OAKLAND — When Messalonskee High School’s annual Thanksgiving Dinner first began, about 57 individuals were served a warm meal.

Now, 34 years later, more than 1,300 community members are being served through a tradition started by a local man who wanted to continue giving back to his community after he retired.

Bud King, 96, looks forward to spending the event with the community each year.

“My wife, daughter and I are very civic minded and we like staying involved with the community,” King said. “When I had to retire for health reasons, my wife and I sat down to think of ways to pay back the town of Oakland.”

Joining King on Thursday was his daughter, Dru Aslam, 62, and her son, Jai Aslam. While Dru sat with her father and chatted with community members, her son helped deliver meals to families that were not able to attend the dinner in the high school cafeteria.

The meal began around 11 a.m., with guests seating themselves and volunteers delivering meals, drinks and desserts to the tables. Preparing for the dinner is a three-day process, according to Jessica Garten, of Belgrade, who has been volunteering for 15 years.


Cody Curtis, of Skowhegan, carries containers of pie Thursday during the community Thanksgiving meal at Messalonskee High School in Oakland. Morning Sentinel photo by Rich Abrahamson Buy this Photo

“I love coming out every year and seeing our youth helping out,” Garten said. “This is a three-day event for me. It’s amazing, they are the future of this program when we are old and can’t do this anymore.”

Garten and other volunteers spent the day Wednesday preparing 48 turkeys for the Thanksgiving meal. Meals were available both at the cafeteria, for pickup and delivery.

“It’s a family tradition for us. My kids have been volunteering since they were young and now they’re running the kitchen,” Garten said.

Betty Belanger says that this is also a tradition for her and her children: Addison, 7, Isabella, 13, and Gabriel, 11.

“I’ve been doing this since I was in high school. I keep coming back because I love helping people and spending a few hours of the day with familiar faces,” Betty Belanger said.

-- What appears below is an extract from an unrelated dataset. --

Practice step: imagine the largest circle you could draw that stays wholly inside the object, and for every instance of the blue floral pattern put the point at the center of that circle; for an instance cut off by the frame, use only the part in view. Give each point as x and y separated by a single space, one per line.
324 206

Volunteers included high school students, alumni, local politicians and community members.


Austin Foss, who graduated from Messalonskee High School in 2015, has been helping out with the event since he was 10.

“My mom heard about it and kept bringing us back,” he said. “It’s good to help out the community and has become a tradition for me.”

“This used to be my old stomping grounds and this is one of the best Thanksgiving events,” said Adrienne Bennett, a candidate for Maine’s 2nd Congressional District. “This is what the holiday is all about. It just warms your heart to see as many volunteers as we have, the local folks coming in and Bud King. The community is so lucky to have him.”

Bennett hopes that the dinner encourages children and teens to continue to give back to the community.

“Seeing the older folks interacting with the younger generation is cool to see, you’re teaching the next generation to give back and how to do so in a community setting and I think that’s something that we’ve lost,” she said. “We’ve lost a sense of community in many places and this brings that back and that warms my heart.”

Mike Perkins has been volunteering at the dinner since it began in 1985. A town councilor and state representative, he looks forward to coming every year and interacting with members of the community.


“A lot of work goes into this and being able to give back is what it’s all about,” Perkins said. “I constantly like to give back and try to help my community. It’s a lot of work, but it’s so much fun.

Perkins began helping out Wednesday with food preparations and last-minute organization. He arrived at 7 a.m. and hit the ground running — gathering supplies and setting tables.

According to Perkins, the food is donated by King and his family. Other supplies, including plates and silverware, are donated by local businesses.

“It’s such a good thing. I’m thankful for the great state of Maine and the awesome people that live here, for the help and volunteers that showed up today, and for the community members that came out,” he said. “The best part about this is that some of these people would otherwise be alone today eating by themselves. But they come out here for a meal and some company so they’re not alone, and that’s what I’m thankful for. This is what it’s all about.”